Derecho a ser oído en procesos de familia: cuando el debido proceso también protege a los adolescentes.

En una reciente decisión de la Sala Constitucional del Tribunal Supremo de Justicia de Venezuela, se reafirmó un principio fundamental del derecho de familia moderno: los adolescentes no son simples espectadores dentro de los procesos judiciales que afectan directamente sus vidas.

El caso giró en torno a una solicitud relacionada con autorización de viaje, levantamiento de prohibición de salida del país y derecho a obtener documentación personal. Sin embargo, más allá del conflicto familiar, la controversia terminó planteando una discusión mucho más profunda sobre el debido proceso, la tutela judicial efectiva y el derecho de los adolescentes a ser escuchados.

La Sala Constitucional reconoció que durante el trámite judicial existieron irregularidades procesales relevantes, particularmente relacionadas con:

  • falta de notificación adecuada;
  • imposibilidad real de ejercer recursos;
  • y afectaciones al derecho a recurrir decisiones judiciales.

Aunque el Tribunal evitó pronunciarse directamente sobre el fondo del conflicto familiar, sí dejó claro que incluso en procedimientos de protección deben respetarse rigurosamente las garantías mínimas del debido proceso.

El adolescente como sujeto de derechos

Uno de los aspectos más importantes de la decisión fue el desarrollo del principio de autonomía progresiva.

La Sala recordó que los adolescentes tienen derecho a expresar libremente su opinión en todos los asuntos que les afecten, especialmente dentro de procedimientos judiciales de familia y protección.

En este sentido, el fallo incorporó estándares internacionales derivados de la Convención sobre los Derechos del Niño y de la Observación General N.º 12 del Comité de Derechos del Niño de Naciones Unidas, reafirmando que escuchar a un adolescente no constituye una simple formalidad procesal.

Sin embargo, la sentencia también precisó algo fundamental:

el derecho a ser oído no significa que la voluntad del adolescente sustituya automáticamente la función protectora del juez.

Es decir, el interés superior del niño y del adolescente continúa siendo el eje rector de toda decisión judicial.

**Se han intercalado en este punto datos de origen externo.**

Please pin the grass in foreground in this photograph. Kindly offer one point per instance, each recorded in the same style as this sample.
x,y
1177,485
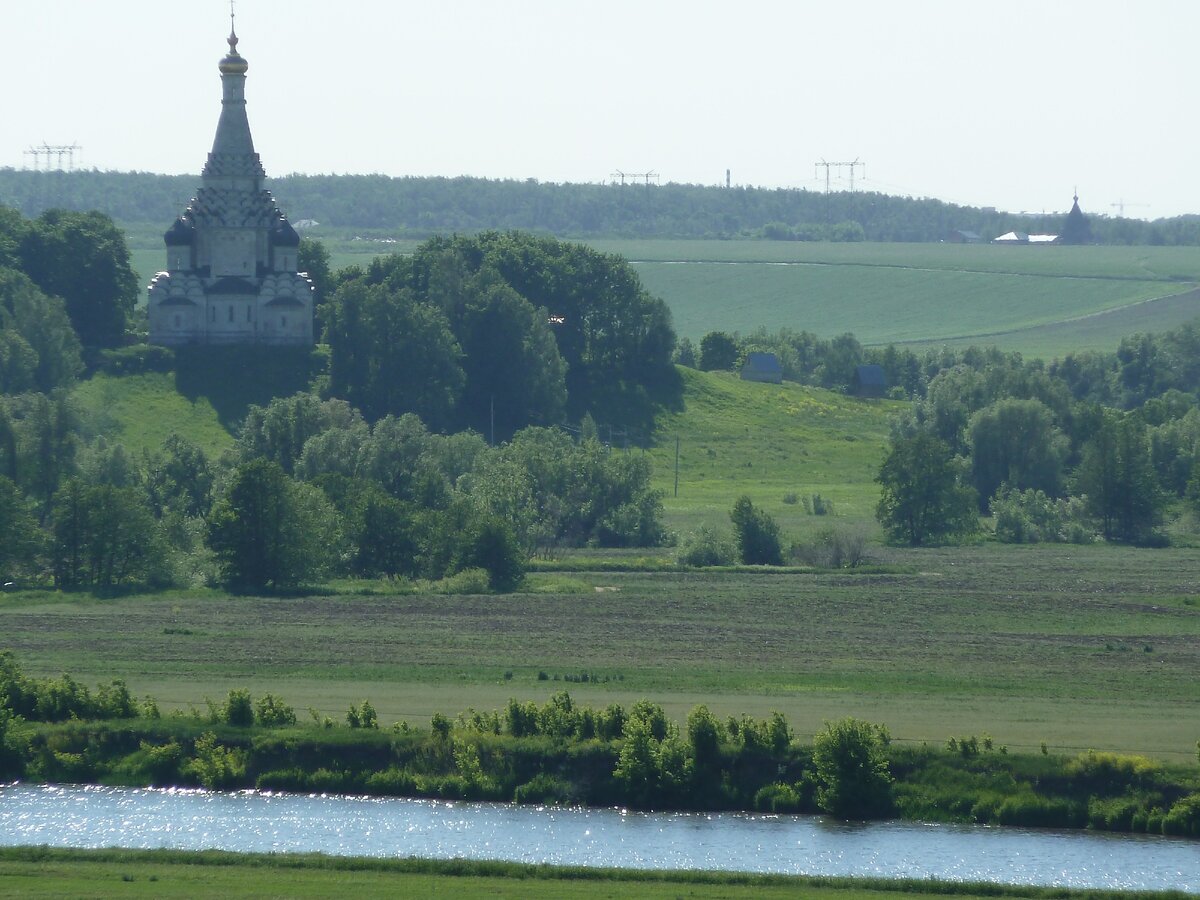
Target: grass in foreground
x,y
1091,647
154,874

El debido proceso también aplica en procesos de protección

La decisión resulta particularmente relevante porque desmonta una idea equivocada muy común en conflictos familiares y deportivos juveniles:

creer que los procedimientos “de protección” permiten flexibilizar completamente las garantías procesales.

La Sala Constitucional recordó que incluso cuando los tribunales actúan con fines protectores, siguen obligados a garantizar:

  • notificación adecuada;
  • posibilidad de defensa;
  • acceso a recursos;
  • y tutela judicial efectiva.

Esto tiene enorme importancia práctica, porque reafirma que la protección de niños, niñas y adolescentes no puede construirse sacrificando principios esenciales del debido proceso.

Una decisión con impacto institucional

Más allá del caso concreto, la sentencia envía un mensaje claro a jueces, órganos administrativos y operadores jurídicos:

La protección integral no puede desvincularse de la legalidad procesal.

El respeto al derecho a ser oído, al derecho de defensa y a la doble instancia no son obstáculos para la protección de adolescentes; son precisamente las garantías que legitiman las decisiones adoptadas por el sistema de justicia.

Reflexión final

Los procesos familiares suelen desarrollarse en contextos emocionalmente complejos. Sin embargo, precisamente en esos escenarios es donde el Derecho debe actuar con mayor equilibrio institucional.

La verdadera fortaleza del sistema de protección no consiste únicamente en decidir qué es lo mejor para un adolescente, sino también en garantizar que toda decisión sea adoptada dentro de un procedimiento transparente, equilibrado y respetuoso de sus derechos fundamentales.

Porque escuchar a un adolescente no implica renunciar a la función protectora del juez; implica reconocer que la dignidad y la participación también forman parte del interés superior del niño.